Salve, spero di inserire il seguente quesito nella sezione giusta del forum.
A far data dal 01/01/2021 aprirò una partita iva per la gestione di un centro elaborazione dati oltre che agenzia disbrigo pratiche. Dunque l'attività prevalente è quella del CED mentre la secondaria quella di disbrigo pratiche. 
A quale gestione INPS (separata o commercianti) devo iscrivermi? (Premetto che per il fatturato mi converrebbe la gestione separata) 
In caso di presenza di più codici ateco (alcuni gestione separata, altri gestione commercianti) a quale gestione occorre iscriversi? Ci si iscrive alla gestione dell'attività prevalente oppure occorre doppia iscrizione? 
Con diploma di ragioneria si può utilizzare il codice ateco 69.20.12 (SERVIZI FORNITI DA RAGIONIERI) oppure tale codice è riservato agli iscritti all'ordine? 
Qualcuno per permettermi di iscrivermi alla gestione separata, mi ha indicato di utilizzare questi codici ateco
- 74.90.99 ALTRE ATTIVITÀ PROFESSIONALI NCA
- 69.20.13 SERVIZI FORNITI DA REVISORI CONTABILI, PERITI, CONSULENTI ED ALTRI SOGGETTI CHE SVOLGONO ATTIVITÀ IN MATERIA DI AMMINISTRAZIONE, CONTABILITÀ E TRIBUTI 
E' corretto?
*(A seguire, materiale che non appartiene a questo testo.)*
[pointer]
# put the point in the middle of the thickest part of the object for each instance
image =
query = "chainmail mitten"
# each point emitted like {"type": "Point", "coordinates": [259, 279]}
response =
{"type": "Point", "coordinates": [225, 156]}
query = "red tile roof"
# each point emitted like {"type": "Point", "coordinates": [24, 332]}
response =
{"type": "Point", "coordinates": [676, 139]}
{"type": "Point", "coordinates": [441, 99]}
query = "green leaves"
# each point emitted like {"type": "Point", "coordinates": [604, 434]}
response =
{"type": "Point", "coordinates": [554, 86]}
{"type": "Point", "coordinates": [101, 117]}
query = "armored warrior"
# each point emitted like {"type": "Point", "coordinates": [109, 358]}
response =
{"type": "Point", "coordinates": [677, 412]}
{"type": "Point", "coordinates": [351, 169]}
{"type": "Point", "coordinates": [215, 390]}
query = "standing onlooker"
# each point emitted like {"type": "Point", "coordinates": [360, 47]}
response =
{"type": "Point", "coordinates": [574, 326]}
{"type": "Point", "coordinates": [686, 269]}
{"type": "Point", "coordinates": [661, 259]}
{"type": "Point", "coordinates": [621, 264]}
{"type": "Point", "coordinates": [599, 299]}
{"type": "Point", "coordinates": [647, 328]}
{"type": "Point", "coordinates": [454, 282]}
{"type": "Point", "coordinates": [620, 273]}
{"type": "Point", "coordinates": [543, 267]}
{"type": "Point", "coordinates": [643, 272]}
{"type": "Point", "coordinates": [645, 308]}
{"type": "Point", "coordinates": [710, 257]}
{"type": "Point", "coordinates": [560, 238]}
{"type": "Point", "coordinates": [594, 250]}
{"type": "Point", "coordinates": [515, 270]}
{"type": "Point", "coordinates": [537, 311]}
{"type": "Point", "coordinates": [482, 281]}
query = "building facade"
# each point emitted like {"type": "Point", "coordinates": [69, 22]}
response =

Si potrebbero utilizzare per ciò che devo fare io? 
Ringrazio fin d'ora chi gentilmente mi aiuterà a chiarire i miei dubbi 
Cordialità

----------


## shailendra

Per me puoi usare sia il codice 74.90.99 che il 69.20.13. 
Come elaborazione dati invece il codice da usare è il 63.11.11 e la gestione a cui iscriversi è quella commercianti.
Non vedo però come possa convenirti la gestione separata, visto che ha un'aliquota più alta della gestione commercianti, a meno che tu non preveda di dichiarare, non nei primi anni, ma in propsettiva, sempre redditi inferiori ai 15 mila euro

----------